Photos reveal rare gorillas, babies
About 300 known to be alive at some point
DAKAR, Senegal — Conservationists have captured the first images of a group of rare Cross River gorillas with multiple babies in Nigeria’s Mbe mountains, proof that the subspecies once feared to be extinct is reproducing amid protection efforts.
Only around 300 Cross River gorillas were known to be alive at one point in the isolated mountainous region in Nigeria and Cameroon, according to the Wildlife Conservation Society, which captured the camera trap images in May. More color images were recovered last month.
John Oates, professor emeritus at the City University of New York and a primatologist who helped establish conservation efforts for the gorillas more than two decades ago, was excited about the new images.

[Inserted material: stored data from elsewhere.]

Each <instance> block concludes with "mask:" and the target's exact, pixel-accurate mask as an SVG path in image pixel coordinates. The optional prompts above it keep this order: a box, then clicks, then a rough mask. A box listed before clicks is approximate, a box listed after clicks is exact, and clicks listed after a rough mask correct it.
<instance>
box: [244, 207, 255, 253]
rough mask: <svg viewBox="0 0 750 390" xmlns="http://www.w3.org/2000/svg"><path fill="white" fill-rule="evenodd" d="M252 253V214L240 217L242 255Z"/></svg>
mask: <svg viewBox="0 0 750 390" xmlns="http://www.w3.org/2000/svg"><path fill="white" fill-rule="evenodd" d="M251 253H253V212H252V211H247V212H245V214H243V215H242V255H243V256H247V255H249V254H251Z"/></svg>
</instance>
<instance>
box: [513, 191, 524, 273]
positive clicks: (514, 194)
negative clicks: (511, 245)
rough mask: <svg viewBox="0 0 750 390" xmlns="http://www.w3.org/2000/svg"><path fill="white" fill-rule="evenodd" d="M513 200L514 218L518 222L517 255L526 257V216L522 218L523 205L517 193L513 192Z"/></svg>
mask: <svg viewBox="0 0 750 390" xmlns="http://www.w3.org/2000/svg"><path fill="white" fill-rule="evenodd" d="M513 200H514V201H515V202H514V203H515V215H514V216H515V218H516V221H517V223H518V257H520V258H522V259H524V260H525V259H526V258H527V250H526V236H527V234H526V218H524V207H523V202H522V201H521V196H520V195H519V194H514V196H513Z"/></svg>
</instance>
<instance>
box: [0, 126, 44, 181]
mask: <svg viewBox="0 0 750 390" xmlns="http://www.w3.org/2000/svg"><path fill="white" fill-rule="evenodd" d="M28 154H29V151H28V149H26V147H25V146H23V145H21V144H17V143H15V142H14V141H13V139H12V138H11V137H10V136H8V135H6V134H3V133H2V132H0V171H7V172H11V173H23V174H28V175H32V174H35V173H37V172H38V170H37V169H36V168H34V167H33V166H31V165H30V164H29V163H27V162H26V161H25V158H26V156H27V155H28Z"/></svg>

“It was great to see … evidence that these gorillas in these mountains are reproducing successfully because there have been so few images in the past,” he told The Associated Press. “We know very little about what is going on with reproduction with this subspecies, so to see many young animals is a positive sign.”
Experts don’t know how many Cross River gorillas remain in the mountain cluster and have been trying to track the subspecies for some time.
About 50 cameras were set up in 2012 and multiple images have been captured in Cameroon’s Kagwene Gorilla Sanctuary and in Nigeria’s Mbe Mountains community forest and Afi Mountain Wildlife Sanctuary.
But Cross River gorillas are notoriously difficult to capture together on camera and no images had captured multiple infants.
An alliance of nine communities, the Conservation Association of the Mbe Mountains, has been working with the Wildlife Conservation Society
since the mid-1990s to help protect the Cross River gorillas. Since, there have been no recorded deaths in Nigeria, the society said.
The gorillas at one point had been thought to be extinct, according to the society’s Nigeria country director, Andrew Dunn.
Cross River gorillas have been threatened for decades primarily by hunting but also by loss of habitat as residents cut down forests to make way for agriculture. The subspecies was “rediscovered” in the late 1980s.